Investigating the sources of Threat Intelligence

According to the 2021 SANS Cyber Threat Intelligence (CTI) Survey, 66.3% of companies use open sources to collect indicators of compromise and try to work with multiple sources simultaneously. It would seem that collecting indicators from open sources is a fairly simple task: you just need to download a txt or csv file from some web-site, and that’s it. In fact, there are many problems along this way. In this article, we will tell you what these difficulties can be, what the structure and format of the feed depend on, what metrics help to evaluate the usefulness of feeds, and also show what you can learn from the feed using a real example.

What are the pitfalls of open source TI

Let’s make a reservation right from the beginning: you cannot bypass problems when you are working with indicators from open sources. At the first loading of such indicators into security tools, you will receive thousands of positives per day. If you don’t even analyze the first 100 hits, you will most likely spit on this issue and just turn off the feed.

Let’s try to describe the main problems that will need to be resolved when collecting indicators from open sources:

  • Sources selection

Do not chase the number of indicators in the source and choose those with the most indicators. Do a random check of some indicators from the feed, evaluate them in terms of the quantity of false positives.

  • Understanding the feed structure

It is important to understand what indicators of compromise the source brings. But it is often even more important to collect not only the indicators themselves, but also the context associated with them, if any: timestamps, attribution (who attacks, whom, when, why, why and with what tools?). For example, the context could be information about why a particular IP, domain, url or hash was included in the feed. If it is C&C, then you must understand from what kind of malware, if it is a phishing url, then for what company it is made.

  • Aggregation and deduplication

What if multiple data sources provide the same IoCs? Double? What if it’s contradictory? Who to believe?
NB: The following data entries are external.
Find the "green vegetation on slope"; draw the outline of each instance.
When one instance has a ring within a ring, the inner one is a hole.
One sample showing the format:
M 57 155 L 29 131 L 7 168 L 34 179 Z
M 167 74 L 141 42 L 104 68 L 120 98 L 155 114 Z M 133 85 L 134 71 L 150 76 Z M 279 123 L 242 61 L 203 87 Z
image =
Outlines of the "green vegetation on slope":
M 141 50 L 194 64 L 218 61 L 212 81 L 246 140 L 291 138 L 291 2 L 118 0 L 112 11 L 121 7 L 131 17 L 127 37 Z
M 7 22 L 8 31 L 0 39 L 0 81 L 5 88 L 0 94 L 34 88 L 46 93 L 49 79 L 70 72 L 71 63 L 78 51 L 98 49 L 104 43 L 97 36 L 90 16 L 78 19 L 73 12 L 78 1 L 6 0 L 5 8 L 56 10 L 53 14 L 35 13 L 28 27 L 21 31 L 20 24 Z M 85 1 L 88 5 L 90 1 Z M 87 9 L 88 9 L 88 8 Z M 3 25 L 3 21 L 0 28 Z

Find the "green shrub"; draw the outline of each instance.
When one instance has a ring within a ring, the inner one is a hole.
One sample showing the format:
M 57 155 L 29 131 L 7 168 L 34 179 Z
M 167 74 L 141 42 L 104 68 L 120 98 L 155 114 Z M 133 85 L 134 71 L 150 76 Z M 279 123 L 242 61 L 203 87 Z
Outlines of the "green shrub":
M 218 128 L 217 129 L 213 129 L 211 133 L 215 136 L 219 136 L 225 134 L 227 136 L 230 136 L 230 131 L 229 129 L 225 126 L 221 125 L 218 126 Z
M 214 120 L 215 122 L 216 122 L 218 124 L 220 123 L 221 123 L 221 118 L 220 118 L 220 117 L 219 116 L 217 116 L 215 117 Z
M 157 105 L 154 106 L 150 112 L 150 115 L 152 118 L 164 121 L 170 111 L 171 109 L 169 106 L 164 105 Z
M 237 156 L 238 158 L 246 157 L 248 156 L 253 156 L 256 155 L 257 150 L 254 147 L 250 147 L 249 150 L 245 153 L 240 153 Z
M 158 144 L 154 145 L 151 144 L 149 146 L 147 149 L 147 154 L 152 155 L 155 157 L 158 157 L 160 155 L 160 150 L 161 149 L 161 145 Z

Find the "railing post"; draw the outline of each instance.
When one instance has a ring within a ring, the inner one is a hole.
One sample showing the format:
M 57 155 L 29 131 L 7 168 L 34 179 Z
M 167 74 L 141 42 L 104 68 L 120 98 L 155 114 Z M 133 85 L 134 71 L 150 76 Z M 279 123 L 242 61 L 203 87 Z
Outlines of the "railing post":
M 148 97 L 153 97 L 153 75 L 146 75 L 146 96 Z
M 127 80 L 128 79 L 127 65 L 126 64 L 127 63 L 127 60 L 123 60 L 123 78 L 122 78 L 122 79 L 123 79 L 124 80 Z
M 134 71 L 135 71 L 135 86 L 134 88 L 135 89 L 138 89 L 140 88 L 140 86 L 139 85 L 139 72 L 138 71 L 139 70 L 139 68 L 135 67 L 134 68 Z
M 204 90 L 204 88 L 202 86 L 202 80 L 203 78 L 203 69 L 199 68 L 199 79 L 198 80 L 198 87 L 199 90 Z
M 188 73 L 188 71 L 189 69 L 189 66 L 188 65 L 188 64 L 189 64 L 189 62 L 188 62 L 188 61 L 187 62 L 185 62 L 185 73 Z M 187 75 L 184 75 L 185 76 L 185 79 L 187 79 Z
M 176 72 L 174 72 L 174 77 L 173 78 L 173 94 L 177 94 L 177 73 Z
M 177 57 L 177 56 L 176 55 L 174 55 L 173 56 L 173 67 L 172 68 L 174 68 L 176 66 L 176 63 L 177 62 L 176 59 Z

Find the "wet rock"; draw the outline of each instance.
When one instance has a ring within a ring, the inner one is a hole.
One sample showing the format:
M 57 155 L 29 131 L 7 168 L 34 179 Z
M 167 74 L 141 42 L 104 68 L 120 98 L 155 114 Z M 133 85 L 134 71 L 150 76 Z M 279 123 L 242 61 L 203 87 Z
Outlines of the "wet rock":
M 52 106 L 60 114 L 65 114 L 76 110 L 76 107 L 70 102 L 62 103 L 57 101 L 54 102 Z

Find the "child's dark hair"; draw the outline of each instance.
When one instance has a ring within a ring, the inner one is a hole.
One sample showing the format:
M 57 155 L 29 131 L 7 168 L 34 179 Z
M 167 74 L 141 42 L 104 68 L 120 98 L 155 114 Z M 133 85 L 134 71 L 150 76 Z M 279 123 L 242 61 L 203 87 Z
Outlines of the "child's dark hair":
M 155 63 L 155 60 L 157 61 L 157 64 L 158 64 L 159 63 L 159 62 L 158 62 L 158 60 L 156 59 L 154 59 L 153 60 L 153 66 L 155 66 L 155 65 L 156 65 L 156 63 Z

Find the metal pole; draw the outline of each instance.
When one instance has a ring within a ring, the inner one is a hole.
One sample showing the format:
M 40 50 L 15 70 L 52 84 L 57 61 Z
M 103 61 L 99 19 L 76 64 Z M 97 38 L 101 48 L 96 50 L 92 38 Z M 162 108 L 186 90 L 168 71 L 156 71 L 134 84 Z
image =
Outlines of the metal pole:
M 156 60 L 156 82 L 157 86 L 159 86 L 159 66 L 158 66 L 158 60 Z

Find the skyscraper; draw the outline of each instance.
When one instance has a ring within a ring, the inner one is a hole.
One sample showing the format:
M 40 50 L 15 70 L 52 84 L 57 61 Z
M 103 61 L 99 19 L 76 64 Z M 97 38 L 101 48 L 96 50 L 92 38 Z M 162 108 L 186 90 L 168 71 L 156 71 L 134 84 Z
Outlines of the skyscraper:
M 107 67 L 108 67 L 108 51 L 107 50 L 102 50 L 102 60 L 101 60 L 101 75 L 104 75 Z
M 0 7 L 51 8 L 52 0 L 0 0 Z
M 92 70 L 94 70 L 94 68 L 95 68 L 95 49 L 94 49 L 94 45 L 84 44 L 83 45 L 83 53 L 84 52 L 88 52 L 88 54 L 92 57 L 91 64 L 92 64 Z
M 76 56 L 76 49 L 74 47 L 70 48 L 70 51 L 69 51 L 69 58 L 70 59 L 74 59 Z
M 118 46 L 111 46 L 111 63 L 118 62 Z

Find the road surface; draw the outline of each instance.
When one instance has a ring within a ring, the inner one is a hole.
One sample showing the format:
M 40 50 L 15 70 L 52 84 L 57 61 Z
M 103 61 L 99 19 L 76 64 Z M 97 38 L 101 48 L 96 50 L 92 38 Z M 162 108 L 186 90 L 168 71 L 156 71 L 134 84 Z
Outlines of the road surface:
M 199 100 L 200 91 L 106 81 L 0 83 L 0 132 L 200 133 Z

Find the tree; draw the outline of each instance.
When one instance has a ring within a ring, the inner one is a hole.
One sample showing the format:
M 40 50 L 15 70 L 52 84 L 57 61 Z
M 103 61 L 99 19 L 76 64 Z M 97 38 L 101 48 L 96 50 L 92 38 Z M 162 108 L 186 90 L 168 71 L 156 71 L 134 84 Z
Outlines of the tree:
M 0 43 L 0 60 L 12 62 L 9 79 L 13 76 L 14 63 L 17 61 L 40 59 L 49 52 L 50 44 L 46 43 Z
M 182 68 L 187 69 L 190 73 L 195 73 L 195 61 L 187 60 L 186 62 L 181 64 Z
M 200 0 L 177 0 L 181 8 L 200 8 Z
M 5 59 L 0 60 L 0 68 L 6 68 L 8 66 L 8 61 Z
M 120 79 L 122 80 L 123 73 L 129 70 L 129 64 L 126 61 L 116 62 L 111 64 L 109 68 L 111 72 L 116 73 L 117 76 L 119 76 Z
  • Understanding the source changes and keeping the data up to date

Before connecting the source, you need to understand what the indicator disappearance from the source means, how the indicator is updated. Imagine that today the indicator was in the feed, but disappeared tomorrow. What does it mean? Does this mean that the indicator has ceased to be malicious, or does the source simply bring only new indicators and do not include the old ones in the download?

  • Understanding the source update schedule

When collecting indicators from open sources, it is important to know not only how changes occur in the feed, but also when and how often they are published. If the source publishes only new indicators every 4 hours, then it is worth figuring out exactly what hours this happens. Otherwise, you run the risk of missing the “communication session” and simply not getting some of the indicators, because no one will re-publish them.

  • Cleaning indicators

It is quite normal to see 127.0.0.1, microsoft.com, or SHA256 in open indicators using the regular calc.exe. To avoid false positives, it is necessary to clear the indicators using various exclusion lists.

  • Indicators enrichment

Many open IoC sources do not provide them with any additional information. Such information, for example, includes ASN, Whois, Geo-reference, information about open ports, running services, etc. Think about what you might find useful in investigating incidents that may involve indicators and where you can get this information.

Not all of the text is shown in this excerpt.